Washington D.C. is seeking to change that in the district with new legislation. The law, if passed, would make running a lemonade stand legal, so long as it’s only in operation for 100 days or less.
The Number: 16. Operating an unlicensed lemonade stand is only legal in 16 out of 50 states.
The Quote: “Examples of harassment of minors for engaging in entrepreneurial activities such as running a lemonade stand or selling water have become far too common.”
CNBC released its best and worst states for business. Rhode Island ended up at the bottom of the pile — again. The media outlet cited a sluggish economy, poor state finances, tough regulations and infrastructure issues as reasons for the poor ranking.
The Number: $4.9 billion. The state is counting on $4.9 billion in tolls on tractor trailer trucks to fund infrastructure improvements.
The Quote: “We have stopped the decline, and together we have ignited a comeback of this great state and our economy.”
In a case of unintended consequences run amok, a Florida small business owner has suffered because her driver’s license was revoked by the state. Her name didn’t match records due to mix-ups regarding paperwork because she was adopted. The business owner had to sell her home to move closer to her business as a result.
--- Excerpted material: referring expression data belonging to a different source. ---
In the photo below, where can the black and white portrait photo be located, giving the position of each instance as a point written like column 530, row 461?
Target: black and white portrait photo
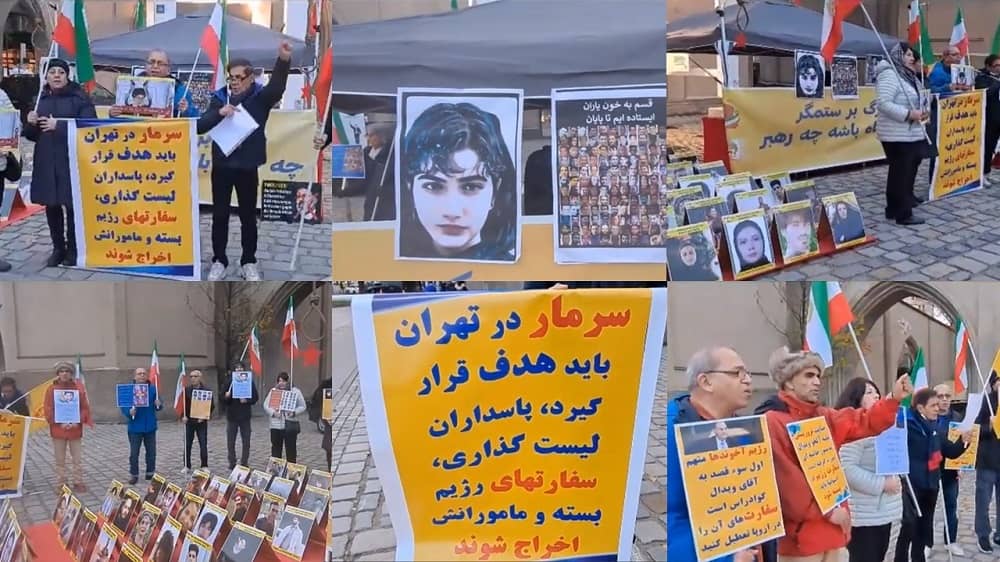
column 810, row 74
column 844, row 78
column 458, row 175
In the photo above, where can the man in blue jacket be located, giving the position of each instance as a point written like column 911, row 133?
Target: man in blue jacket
column 239, row 169
column 158, row 66
column 719, row 386
column 142, row 429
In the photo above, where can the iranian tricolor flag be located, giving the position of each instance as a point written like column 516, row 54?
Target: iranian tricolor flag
column 835, row 12
column 289, row 339
column 914, row 23
column 179, row 389
column 829, row 313
column 959, row 36
column 918, row 374
column 961, row 351
column 213, row 43
column 71, row 34
column 254, row 348
column 154, row 370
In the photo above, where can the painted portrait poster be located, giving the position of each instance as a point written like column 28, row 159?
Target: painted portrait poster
column 608, row 167
column 458, row 175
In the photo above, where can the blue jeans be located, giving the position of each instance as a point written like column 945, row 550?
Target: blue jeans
column 136, row 440
column 949, row 488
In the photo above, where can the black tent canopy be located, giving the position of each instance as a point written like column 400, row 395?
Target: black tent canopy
column 181, row 38
column 534, row 45
column 772, row 27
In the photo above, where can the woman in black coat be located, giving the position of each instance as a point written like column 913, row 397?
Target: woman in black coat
column 60, row 100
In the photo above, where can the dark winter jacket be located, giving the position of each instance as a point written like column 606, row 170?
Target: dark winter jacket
column 50, row 180
column 258, row 102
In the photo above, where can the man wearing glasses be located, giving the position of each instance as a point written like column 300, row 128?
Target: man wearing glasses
column 239, row 169
column 719, row 386
column 158, row 66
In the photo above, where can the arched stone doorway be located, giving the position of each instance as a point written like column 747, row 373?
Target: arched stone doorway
column 872, row 305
The Number: 2 million. Florida has revoked nearly 2 million driver’s licenses, many for reasons having nothing to do with driving records.
The Quote: “I called every congress person in this area.”
In Emeryville, Calif., small business owners are asking for a break from a minimum wage that’s higher than even nearby San Francisco.
The Number: $16.30. As of July 1, the minimum wage in Emeryville reached $16.30 per hour for all businesses with 55 or more employees.
The Quote: “We like to have a certain number of minimum wage. But going beyond $16 an hour, I think that’s going to hurt a lot of small businesses.”